Act Four begins with another dumb show, this one depicting the wedding of Julia and the Prince of Florence. After the ceremony is performed, the Prince announces his doubt of Julia's chastity, proclaiming that if she is not found to be a virgin that night, then the marriage will not be valid. The Duke of Milan and Stroza panic about this until Stroza works out a plan. He offers Lauretta money to change places with Julia for the night, thereby tricking the Prince of Florence into believing that Julia is a virgin. At first resistant, Lauretta finally agrees out of love for the Prince, and there is a third dumb show portraying the switch of Julia with Lauretta.
Act five holds the climax of the play, opening with the Duke of Milan and Stroza waiting for Lauretta to come out of the Prince's bedchamber. Once she does, and she is alone, she reveals that the Prince of Florence has given her a ring and the document promising the full sum of Julia's dower. She keeps these for herself instead of giving them to Julia, and uses them later in the act to reveal to the Prince that she was the one whom he slept with that night. The Prince, armed with this knowledge, asks Julia to present these items to him later that day, and when she cannot, the switch is revealed, and Stroza is outed as the instigator of all the problems. Outraged by Stroza's machinations and his attempt at "ruining" Lauretta, the Prince of Florence's tutor duels with Stroza. Stroza is wounded in the fight, and then the Duke of Milan suddenly decides to forgive him. Also in the climax of the play, Parma delivers Julia's child to the Prince of Florence, claiming that whoever weds the mother should care for the child. When it is discovered that Julia has been faithful to Parma the entire time, he takes Julia as his wife and the Prince of Florence takes Lauretta as his.Virginity/Chastity
This is obviously a very important theme of the play. A Maidenhead Well Lost
is about preserving the sanctity of marriage and remaining faithful to one another.
Marriage and Faithfulness
In A Maidenhead Well Lost
, the marriage ceremony is almost an afterthought. Those involved are far more interested in who has slept with whom to determine who has been faithful to their partner.

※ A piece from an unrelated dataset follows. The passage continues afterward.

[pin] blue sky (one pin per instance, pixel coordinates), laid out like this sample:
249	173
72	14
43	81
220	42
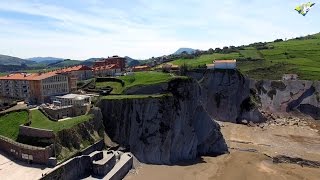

Although the original title of the play designates A Maidenhead Well Lost as a comedy, it can also be called a domestic drama because it depicts normal, everyday occurrences such as engagements, sex, arguments between lovers, and childbirth. The difference here, however, is that A Maidenhead Well Lost is not about the middle or lower classes, but the nobility. Thomas Heywood was known for his domestic dramas, and he was also known for creating domestic dramas about the nobility and even royalty.
In the preface to the play, Heywood comments on "that most horrible Histriomastix." Histriomastix is an anti-theatrical discourse written by William Prynne. In it, Prynne attacks Heywood and many other dramatists, as well as the immorality of the theatre. This was likely a response to Heywood's own discourse, An Apology to Actors, which was published a few years before Prynne wrote his.